Fatigue: Will I become fatigued?
The majority of people with chronic hepatitis C (HCV) will feel fatigued (tired) at some point during their treatment. This is important for you to know so that you do not stop your medication before it is time.
Question: What are the symptoms of fatigue?
Answer: Patients with chronic hepatitis C usually report feeling the following:
• Decreased ability to remain active
• Feeling tired or sleepy
• Feeling bored
• Feeling physically weak or drained
• Spending more effort on routine tasks
Question: What can I do if I feel fatigued?
Answer: There are a number of things you can do to help yourself feel better. Here are some suggestions that may help:
Exercise and Rest
Try to go for a walk, take a light run, swim, play a sport, bicycle, or be active in a hobby. Try to do something active everyday! If you need to do some “physical” work, try to do it during times of the day when you usually feel the best. Try alternating rest with activity. Talk to your doctor, however, before starting any exercise program.
It is important to eat a balanced diet with fresh fruits and vegetables to ensure you are getting enough vitamins and minerals.
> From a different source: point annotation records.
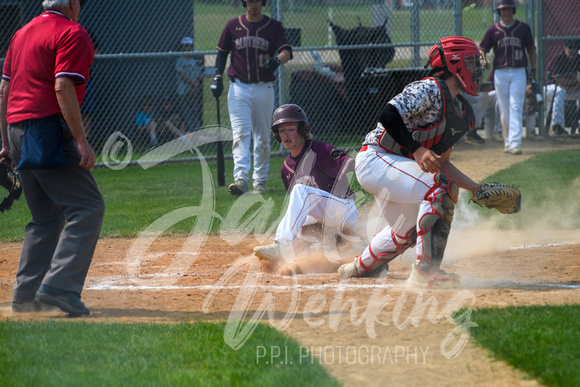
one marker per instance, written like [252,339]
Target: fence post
[458,18]
[415,26]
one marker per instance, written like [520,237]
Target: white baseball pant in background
[308,202]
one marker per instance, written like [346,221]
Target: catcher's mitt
[504,198]
[10,181]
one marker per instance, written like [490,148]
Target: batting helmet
[460,56]
[290,113]
[244,3]
[505,4]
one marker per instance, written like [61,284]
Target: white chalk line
[339,286]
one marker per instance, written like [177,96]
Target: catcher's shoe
[238,188]
[497,136]
[348,270]
[436,279]
[269,252]
[473,138]
[515,151]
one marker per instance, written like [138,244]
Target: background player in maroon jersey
[314,174]
[510,39]
[43,84]
[258,47]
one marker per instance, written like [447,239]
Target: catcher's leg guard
[435,217]
[384,247]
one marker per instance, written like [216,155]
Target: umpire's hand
[217,87]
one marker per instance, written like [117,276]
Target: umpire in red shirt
[43,84]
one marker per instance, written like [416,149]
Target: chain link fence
[350,58]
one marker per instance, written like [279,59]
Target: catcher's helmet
[244,3]
[290,113]
[461,57]
[505,4]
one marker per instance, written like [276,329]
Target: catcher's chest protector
[443,135]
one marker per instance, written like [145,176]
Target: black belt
[234,80]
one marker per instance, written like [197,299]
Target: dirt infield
[371,331]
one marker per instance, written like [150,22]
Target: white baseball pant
[400,188]
[251,107]
[307,203]
[510,86]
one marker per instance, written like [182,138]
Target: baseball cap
[187,41]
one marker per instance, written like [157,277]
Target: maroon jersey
[321,166]
[509,44]
[251,45]
[49,47]
[564,67]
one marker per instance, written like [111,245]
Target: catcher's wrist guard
[503,197]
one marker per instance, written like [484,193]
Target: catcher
[10,181]
[404,163]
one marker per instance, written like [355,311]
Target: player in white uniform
[258,46]
[314,175]
[405,164]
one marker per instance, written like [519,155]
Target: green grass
[53,353]
[539,340]
[312,19]
[136,197]
[549,184]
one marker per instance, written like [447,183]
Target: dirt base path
[371,331]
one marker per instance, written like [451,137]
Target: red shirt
[49,47]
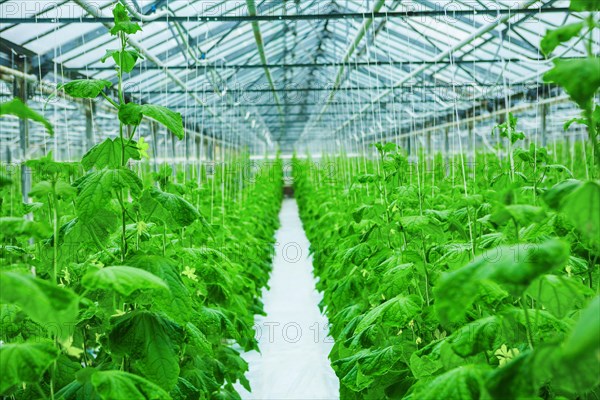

Just remember to drink plenty of water throughout the day, especially during and after exercising!
Timing Your Medication
You may find it helpful to consider taking your interferon at bedtime or on the weekend. If you notice that your fatigue is usually worse 1-2 days after injecting your interferon, ask your health care provider about adjusting when you receive your injections so that you can plan to have 1-2 days that are not as busy.
What you might not know
Other medical conditions, such as thyroid disease and anemia may worsen fatigue*.
Other things that can worsen fatigue:
• other medications
• excessive use of caffeine
• street drug use
• lack of exercise
• sleep disturbances
Please tell your doctor about any drug or alcohol use before starting your treatment.
*These conditions may develop during treatment. Be sure to discuss severe tiredness with your medical provider.